CODEWITHSUNDEEP
javajsonjackson
maverick
maverick

Reputation: 589

Jackson unrecognized field for class name

Following is how JSON string looks

{
    "employee": {
        "id": "c1654935-2602-4a0d-ad0f-ca1d514a8a5d",
        "name": "smith"
        ...
    }
}

Now i am using ObjectMapper#readValue(jsonAsStr,Employee.class) to convert it to JSON. My Employee class is as follows...

@XmlRootElement(name="employee")
public class Employee implements Serializable {
    private String id;
    private String name;
    ...

    public Employee() {
    }

    @XmlElement(name="id")
    public String getId() {
        return id;
    }

    public void setId(String id) {
        this.id= id;
    }

    @XmlElement(name="name")
    public String getName() {
        return name;
    }

    public void setName(String name) {
        this.name = name;
    }
    ...
}

The exception I am getting is 

com.fasterxml.jackson.databind.exc.UnrecognizedPropertyException: 
Unrecognized field "employee" (class com.abc.Employee), not marked as
ignorable (12 known properties: , "id", "name", ... [truncated]])

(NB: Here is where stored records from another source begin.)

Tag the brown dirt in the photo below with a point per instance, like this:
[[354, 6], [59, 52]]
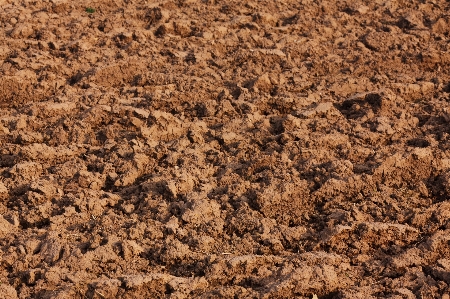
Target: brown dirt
[[224, 149]]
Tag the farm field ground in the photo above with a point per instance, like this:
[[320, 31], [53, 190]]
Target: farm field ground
[[224, 149]]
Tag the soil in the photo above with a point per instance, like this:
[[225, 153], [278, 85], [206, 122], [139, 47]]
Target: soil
[[224, 149]]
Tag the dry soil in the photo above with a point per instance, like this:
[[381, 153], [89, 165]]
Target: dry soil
[[224, 149]]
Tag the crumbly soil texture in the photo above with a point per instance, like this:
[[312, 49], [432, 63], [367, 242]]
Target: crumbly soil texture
[[224, 149]]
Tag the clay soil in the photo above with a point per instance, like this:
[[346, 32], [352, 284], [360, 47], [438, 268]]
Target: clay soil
[[224, 149]]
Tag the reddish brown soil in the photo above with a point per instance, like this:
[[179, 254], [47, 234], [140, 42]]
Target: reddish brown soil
[[224, 149]]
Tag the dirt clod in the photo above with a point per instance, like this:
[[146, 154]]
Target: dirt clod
[[224, 149]]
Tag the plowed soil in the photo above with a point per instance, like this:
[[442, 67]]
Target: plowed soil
[[224, 149]]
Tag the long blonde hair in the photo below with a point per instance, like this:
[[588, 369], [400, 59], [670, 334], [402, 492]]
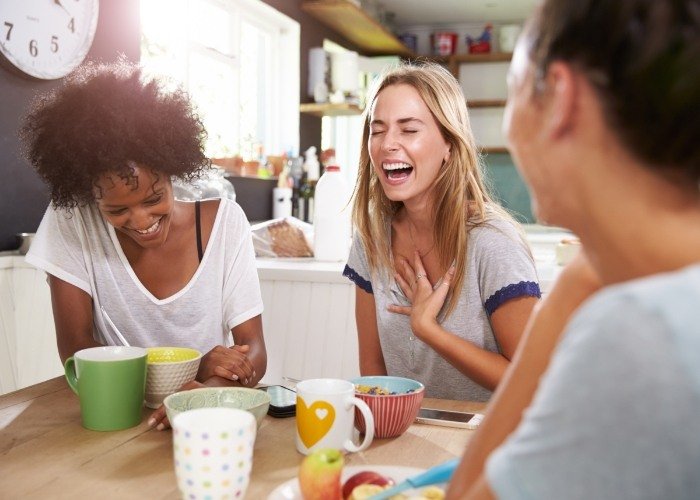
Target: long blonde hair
[[460, 199]]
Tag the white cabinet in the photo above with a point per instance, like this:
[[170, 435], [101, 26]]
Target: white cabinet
[[28, 351], [309, 320]]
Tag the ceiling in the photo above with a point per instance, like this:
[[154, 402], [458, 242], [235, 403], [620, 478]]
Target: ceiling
[[414, 12]]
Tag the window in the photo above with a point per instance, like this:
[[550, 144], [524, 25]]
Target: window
[[239, 60]]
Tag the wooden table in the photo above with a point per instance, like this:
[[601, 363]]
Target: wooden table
[[46, 453]]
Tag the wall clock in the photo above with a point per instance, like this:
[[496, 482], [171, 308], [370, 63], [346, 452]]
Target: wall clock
[[46, 39]]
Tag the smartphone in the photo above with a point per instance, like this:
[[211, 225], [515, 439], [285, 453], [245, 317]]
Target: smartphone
[[449, 418], [283, 401]]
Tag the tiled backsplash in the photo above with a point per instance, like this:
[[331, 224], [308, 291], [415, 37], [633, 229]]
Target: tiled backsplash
[[507, 186]]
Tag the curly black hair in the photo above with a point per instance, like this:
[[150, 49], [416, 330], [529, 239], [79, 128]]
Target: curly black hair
[[105, 118]]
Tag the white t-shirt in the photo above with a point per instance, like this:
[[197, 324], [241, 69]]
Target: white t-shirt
[[81, 248]]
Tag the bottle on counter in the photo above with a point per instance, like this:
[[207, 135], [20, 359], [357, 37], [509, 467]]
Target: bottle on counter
[[282, 196], [296, 172], [308, 185], [332, 217]]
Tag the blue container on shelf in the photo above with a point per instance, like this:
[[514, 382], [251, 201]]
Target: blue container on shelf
[[409, 40]]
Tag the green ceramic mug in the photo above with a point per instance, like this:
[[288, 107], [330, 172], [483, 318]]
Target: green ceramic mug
[[110, 383]]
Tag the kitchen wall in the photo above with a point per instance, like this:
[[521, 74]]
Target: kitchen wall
[[23, 198]]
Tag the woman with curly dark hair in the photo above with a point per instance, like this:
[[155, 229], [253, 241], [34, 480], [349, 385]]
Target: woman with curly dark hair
[[117, 245]]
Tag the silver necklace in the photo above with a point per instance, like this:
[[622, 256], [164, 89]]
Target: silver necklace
[[410, 234]]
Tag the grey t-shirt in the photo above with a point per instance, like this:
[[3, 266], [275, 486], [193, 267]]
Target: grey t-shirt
[[617, 414], [83, 250], [499, 268]]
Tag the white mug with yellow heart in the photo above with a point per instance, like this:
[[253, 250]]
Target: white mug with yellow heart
[[326, 416]]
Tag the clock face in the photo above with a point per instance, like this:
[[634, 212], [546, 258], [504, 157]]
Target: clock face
[[47, 39]]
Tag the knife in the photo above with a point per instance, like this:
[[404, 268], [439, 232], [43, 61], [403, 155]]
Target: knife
[[435, 475]]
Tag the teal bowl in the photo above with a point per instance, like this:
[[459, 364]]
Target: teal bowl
[[394, 403], [241, 398]]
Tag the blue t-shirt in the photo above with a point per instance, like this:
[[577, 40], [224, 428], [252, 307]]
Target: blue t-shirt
[[617, 414]]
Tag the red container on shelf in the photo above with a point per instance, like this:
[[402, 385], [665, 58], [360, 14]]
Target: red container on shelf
[[444, 43]]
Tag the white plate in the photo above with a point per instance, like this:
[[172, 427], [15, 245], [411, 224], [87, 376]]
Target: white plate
[[289, 490]]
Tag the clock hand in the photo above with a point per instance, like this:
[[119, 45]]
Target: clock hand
[[58, 2]]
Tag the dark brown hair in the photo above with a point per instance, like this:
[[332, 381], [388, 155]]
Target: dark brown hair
[[643, 58], [105, 118]]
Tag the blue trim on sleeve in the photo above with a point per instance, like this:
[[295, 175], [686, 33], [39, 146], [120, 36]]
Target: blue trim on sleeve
[[349, 272], [512, 291]]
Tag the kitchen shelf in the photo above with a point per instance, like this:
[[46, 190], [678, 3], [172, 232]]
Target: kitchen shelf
[[457, 59], [330, 109], [357, 26], [486, 103], [494, 150]]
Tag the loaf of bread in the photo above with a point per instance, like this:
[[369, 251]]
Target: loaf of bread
[[288, 240]]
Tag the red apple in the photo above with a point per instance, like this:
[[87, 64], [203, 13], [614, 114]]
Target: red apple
[[319, 475], [365, 477]]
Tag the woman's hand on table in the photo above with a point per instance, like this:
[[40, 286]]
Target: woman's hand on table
[[426, 300], [230, 363]]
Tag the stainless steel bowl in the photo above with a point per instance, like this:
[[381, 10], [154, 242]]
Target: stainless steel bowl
[[24, 240]]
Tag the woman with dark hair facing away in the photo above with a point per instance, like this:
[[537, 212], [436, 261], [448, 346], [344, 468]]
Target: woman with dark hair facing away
[[445, 279], [117, 245], [604, 129]]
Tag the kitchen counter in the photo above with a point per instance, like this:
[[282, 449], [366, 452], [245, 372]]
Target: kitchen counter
[[45, 453], [542, 240], [309, 317]]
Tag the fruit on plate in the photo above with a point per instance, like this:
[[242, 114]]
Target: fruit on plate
[[319, 475], [365, 491], [364, 477]]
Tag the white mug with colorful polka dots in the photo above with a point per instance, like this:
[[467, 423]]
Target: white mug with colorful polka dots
[[213, 452]]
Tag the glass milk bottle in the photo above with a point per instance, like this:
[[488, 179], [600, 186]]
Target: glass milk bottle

I am not able to understand why "employee" is considered as a property. Am i wrong in assuming that only class members are considered as properties?

Upvotes: 6

Views: 5259

Answers (2)

user2475117
user2475117

Reputation: 43

@peeskillet is right. I was looking for a long time about how to use jax annotation to deserialize the json returned from server since I was getting UnrecognizedPropertyException as well.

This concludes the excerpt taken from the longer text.